Below we list some examples of workloads that would usually benefit from using Step Functions. It is not an extensive list, intended only for illustration purposes.
ETL and Artificial Intelligence Jobs
Extract, Transform and Load (ETL) jobs are becoming more and more common in many applications and companies. The rise of tools for data analytics and artificial intelligence has made it inevitable to deal with large amounts of data. Often, the data points require manipulation in multiple steps before being ready for analysis.
The same is valid for Machine Learning or Deep Learning tasks. They often involve processing pipelines in which a series of steps must be followed before reaching a prediction or classification result.
To solve these needs, Step Functions can be used in connection with other services, such as AWS Lambda or AWS Batch to run custom logic upon the data, as well as S3 and DynamoDB to store and retrieve information along the workflow processing.
Applications that implement a microservices architecture can benefit from Step Functions by simplifying the orchestration work.
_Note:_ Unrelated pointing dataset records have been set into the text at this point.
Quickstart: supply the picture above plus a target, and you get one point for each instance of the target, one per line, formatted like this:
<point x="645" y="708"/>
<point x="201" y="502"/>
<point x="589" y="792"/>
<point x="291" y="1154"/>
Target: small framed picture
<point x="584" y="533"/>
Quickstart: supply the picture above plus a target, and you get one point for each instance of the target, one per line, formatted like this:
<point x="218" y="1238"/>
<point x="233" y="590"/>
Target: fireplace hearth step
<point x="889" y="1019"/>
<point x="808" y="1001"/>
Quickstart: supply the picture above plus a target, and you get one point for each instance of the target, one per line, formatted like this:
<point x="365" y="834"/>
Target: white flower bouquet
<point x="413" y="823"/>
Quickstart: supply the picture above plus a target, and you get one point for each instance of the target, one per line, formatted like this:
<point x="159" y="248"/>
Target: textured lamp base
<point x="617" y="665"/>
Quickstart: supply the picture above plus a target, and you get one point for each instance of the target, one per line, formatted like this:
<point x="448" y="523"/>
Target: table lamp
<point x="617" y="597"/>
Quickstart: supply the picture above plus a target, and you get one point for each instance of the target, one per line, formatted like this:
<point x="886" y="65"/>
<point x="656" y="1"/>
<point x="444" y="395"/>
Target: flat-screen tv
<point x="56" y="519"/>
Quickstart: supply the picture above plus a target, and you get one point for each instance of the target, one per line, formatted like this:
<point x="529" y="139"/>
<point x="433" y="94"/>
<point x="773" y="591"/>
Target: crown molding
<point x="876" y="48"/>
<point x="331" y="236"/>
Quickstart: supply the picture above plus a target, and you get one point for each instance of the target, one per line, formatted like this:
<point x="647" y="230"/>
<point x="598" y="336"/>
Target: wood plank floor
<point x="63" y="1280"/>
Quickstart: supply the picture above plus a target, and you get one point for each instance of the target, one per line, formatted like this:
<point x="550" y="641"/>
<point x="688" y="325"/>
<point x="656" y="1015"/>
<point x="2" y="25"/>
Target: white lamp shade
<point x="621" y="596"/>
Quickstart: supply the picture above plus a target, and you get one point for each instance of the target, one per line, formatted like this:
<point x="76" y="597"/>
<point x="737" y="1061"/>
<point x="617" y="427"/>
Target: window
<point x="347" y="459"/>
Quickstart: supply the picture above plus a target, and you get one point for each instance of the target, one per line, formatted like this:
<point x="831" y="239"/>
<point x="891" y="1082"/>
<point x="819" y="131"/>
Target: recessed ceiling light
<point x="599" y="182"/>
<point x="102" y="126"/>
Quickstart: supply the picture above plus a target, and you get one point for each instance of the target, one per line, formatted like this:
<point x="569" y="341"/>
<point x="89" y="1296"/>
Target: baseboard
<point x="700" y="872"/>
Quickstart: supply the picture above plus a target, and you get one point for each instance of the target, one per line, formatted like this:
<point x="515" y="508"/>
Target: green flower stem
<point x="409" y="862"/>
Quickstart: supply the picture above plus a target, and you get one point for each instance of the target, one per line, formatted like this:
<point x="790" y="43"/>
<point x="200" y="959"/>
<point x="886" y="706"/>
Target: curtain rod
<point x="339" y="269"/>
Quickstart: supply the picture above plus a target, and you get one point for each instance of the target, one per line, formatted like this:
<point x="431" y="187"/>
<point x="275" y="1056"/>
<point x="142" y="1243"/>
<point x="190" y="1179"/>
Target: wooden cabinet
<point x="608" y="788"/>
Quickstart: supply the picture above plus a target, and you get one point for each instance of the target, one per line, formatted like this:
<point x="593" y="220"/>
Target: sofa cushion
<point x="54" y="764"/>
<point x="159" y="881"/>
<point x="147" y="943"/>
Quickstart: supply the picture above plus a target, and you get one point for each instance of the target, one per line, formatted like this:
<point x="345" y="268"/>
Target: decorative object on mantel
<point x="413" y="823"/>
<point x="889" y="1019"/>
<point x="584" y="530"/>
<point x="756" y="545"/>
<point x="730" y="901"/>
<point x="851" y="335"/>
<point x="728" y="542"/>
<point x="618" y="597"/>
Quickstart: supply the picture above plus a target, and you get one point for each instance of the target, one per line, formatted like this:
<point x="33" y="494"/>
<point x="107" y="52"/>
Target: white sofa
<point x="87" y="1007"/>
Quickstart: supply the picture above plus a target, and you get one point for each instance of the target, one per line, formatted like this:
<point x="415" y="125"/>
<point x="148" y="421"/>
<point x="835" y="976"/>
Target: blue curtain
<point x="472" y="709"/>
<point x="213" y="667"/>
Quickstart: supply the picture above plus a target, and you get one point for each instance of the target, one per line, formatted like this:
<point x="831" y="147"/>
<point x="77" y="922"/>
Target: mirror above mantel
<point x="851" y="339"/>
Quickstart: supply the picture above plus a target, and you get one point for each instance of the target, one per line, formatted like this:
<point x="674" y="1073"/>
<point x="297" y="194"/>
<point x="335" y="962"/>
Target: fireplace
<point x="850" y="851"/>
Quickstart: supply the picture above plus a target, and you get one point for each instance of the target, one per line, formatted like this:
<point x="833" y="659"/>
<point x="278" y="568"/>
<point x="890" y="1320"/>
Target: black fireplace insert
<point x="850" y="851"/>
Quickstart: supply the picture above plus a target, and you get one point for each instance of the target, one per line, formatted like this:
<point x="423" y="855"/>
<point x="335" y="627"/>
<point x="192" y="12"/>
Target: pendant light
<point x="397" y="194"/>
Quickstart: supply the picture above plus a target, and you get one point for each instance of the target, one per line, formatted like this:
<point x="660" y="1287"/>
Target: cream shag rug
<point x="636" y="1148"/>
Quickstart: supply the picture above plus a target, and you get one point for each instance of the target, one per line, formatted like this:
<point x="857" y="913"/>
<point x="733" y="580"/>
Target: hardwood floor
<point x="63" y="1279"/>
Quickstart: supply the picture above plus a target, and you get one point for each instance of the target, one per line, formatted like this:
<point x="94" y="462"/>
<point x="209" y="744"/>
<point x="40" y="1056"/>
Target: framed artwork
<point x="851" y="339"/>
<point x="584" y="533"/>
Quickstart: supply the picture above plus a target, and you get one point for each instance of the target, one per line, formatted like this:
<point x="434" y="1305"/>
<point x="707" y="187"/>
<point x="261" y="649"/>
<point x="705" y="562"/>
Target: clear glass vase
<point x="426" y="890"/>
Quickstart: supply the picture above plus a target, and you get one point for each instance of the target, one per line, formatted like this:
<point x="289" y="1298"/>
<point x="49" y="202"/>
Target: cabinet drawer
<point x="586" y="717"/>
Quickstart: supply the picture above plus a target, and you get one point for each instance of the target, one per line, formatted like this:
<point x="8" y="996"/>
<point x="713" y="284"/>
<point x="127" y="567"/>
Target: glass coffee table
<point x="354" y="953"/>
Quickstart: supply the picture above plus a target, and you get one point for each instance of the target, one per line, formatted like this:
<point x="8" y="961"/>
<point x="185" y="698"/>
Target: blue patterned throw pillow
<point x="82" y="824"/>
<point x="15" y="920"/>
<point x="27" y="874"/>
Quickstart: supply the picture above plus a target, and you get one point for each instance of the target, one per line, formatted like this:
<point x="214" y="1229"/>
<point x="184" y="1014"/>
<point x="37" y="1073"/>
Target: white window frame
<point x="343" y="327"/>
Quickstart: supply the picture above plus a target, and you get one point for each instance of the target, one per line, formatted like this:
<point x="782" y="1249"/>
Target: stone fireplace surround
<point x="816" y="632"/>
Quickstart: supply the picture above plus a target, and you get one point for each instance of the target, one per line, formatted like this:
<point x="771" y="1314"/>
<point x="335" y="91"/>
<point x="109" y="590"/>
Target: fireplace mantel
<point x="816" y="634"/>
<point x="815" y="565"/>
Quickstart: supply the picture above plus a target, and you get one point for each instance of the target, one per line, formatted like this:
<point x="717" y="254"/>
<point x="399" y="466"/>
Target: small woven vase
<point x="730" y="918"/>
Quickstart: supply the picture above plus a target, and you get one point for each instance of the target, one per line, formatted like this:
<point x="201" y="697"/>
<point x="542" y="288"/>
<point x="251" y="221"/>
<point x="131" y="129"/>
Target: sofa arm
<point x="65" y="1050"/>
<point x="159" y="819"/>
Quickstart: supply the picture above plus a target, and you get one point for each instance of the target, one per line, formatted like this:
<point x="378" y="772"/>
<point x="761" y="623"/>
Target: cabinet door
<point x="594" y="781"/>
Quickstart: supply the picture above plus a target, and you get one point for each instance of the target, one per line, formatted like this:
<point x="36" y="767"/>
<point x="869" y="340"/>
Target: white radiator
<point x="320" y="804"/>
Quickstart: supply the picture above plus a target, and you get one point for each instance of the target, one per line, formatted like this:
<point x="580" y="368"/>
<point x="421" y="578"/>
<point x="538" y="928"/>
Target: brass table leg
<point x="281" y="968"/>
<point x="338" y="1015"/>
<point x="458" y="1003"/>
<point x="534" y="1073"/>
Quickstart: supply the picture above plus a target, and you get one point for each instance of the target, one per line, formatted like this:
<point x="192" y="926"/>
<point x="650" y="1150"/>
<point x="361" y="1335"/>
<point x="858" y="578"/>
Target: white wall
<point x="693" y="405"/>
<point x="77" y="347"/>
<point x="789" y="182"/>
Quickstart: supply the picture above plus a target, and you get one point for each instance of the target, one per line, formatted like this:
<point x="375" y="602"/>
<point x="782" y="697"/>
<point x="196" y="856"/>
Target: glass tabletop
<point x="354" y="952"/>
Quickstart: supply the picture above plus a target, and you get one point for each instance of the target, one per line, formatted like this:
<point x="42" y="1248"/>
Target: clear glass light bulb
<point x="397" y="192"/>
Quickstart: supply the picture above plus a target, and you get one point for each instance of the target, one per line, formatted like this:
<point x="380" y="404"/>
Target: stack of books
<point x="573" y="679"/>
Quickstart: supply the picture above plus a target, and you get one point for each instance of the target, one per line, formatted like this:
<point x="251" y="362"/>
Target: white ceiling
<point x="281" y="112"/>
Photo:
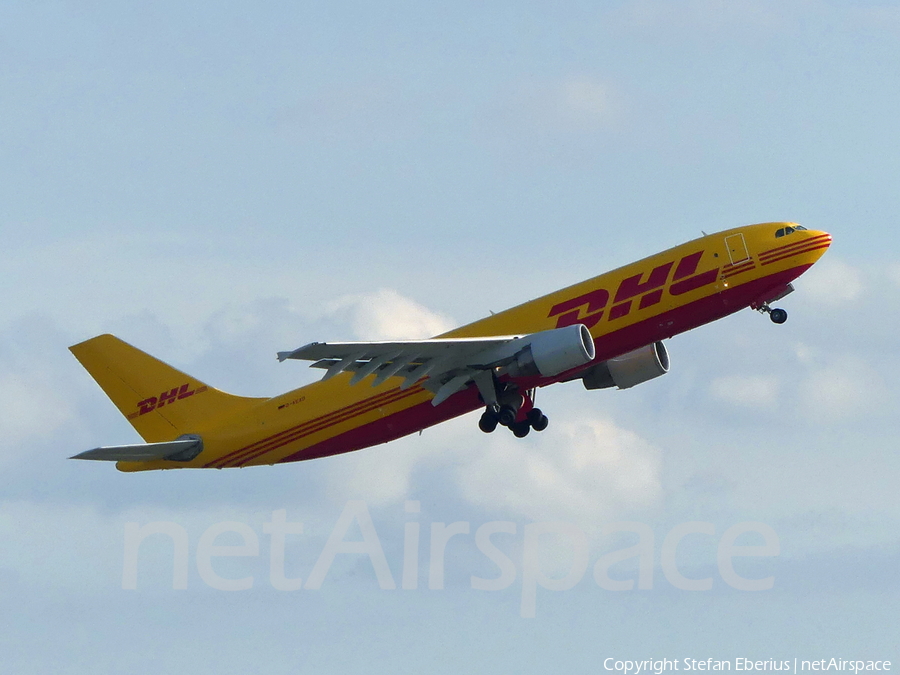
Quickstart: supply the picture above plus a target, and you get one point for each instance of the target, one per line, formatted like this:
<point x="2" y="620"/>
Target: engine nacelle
<point x="629" y="369"/>
<point x="554" y="351"/>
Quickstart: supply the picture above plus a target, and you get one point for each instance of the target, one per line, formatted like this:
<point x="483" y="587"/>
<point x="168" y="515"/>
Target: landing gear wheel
<point x="778" y="315"/>
<point x="537" y="419"/>
<point x="507" y="415"/>
<point x="520" y="429"/>
<point x="488" y="421"/>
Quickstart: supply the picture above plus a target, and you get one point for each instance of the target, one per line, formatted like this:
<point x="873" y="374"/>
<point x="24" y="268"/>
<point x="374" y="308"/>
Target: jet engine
<point x="629" y="369"/>
<point x="552" y="352"/>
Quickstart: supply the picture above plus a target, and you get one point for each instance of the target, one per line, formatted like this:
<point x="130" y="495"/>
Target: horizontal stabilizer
<point x="180" y="450"/>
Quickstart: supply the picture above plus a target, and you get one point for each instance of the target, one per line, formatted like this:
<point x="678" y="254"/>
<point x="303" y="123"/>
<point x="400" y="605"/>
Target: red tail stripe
<point x="259" y="448"/>
<point x="307" y="432"/>
<point x="374" y="400"/>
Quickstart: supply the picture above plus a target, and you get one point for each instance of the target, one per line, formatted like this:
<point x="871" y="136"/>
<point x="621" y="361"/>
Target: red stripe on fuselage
<point x="803" y="242"/>
<point x="807" y="249"/>
<point x="334" y="417"/>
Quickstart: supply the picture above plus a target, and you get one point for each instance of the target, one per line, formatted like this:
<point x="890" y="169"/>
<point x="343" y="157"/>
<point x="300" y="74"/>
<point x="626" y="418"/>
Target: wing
<point x="448" y="365"/>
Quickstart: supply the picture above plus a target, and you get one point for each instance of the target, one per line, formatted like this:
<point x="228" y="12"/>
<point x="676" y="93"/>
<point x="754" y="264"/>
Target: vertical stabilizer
<point x="161" y="402"/>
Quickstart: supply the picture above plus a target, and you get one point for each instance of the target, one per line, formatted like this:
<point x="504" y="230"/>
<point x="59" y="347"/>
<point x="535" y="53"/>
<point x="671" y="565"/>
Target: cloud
<point x="710" y="16"/>
<point x="833" y="283"/>
<point x="846" y="387"/>
<point x="387" y="315"/>
<point x="586" y="472"/>
<point x="753" y="391"/>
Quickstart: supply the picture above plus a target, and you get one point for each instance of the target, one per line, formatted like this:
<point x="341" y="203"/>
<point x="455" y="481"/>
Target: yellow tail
<point x="161" y="402"/>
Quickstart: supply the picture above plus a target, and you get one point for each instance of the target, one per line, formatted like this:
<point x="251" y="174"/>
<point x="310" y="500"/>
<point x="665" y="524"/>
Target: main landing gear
<point x="776" y="314"/>
<point x="515" y="411"/>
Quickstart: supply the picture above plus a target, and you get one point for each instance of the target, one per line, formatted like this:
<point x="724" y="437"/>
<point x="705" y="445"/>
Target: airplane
<point x="606" y="332"/>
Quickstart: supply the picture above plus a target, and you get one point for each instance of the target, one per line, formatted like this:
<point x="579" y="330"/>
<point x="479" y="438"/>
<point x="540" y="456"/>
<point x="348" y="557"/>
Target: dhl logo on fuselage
<point x="647" y="291"/>
<point x="156" y="402"/>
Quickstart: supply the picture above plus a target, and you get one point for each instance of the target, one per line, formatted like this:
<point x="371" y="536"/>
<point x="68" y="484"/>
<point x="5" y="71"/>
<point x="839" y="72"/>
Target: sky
<point x="215" y="182"/>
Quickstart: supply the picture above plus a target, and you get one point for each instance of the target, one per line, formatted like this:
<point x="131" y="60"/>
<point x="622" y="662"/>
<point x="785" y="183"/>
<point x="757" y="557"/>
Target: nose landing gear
<point x="776" y="314"/>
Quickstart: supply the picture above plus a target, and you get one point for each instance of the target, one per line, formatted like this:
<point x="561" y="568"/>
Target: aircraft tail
<point x="161" y="402"/>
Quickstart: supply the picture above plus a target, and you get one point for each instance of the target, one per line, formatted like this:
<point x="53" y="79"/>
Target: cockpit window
<point x="788" y="230"/>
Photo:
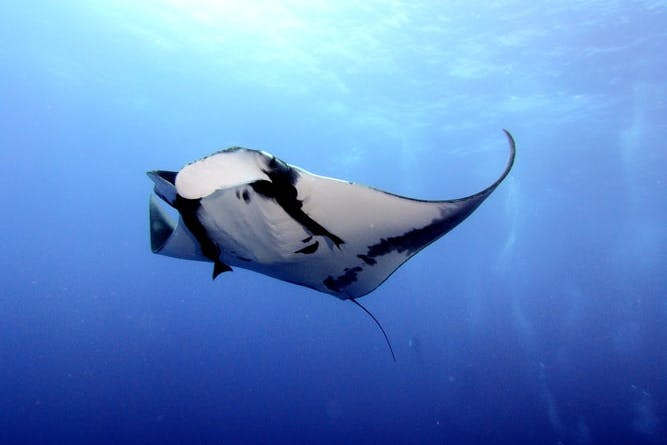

Higher level tasks can be composed from multiple services that are coordinated in a centralized, but decoupled manner.
Complex logic and rules can be applied to the workflow in order to account for exceptional cases. The retry mechanism embedded in Step Functions (and integration services such as AWS Lambda) makes it even easier to implement fault-tolerant microservices composition strategies.
Fan-out or parallel processing
Step Functions can be used to process multiple tasks in parallel, or to control the fan-out process of tasks that require a breakdown in order to be tackled in small steps.
Handling lists of datapoints
Step Functions support logic such as
for loops. When there is a list of datapoints to process in a similar, but independent fashion, this feature can be implemented. The same workflow can be designed for the entire list, but each item is processed separately and sequentially by Step Functions.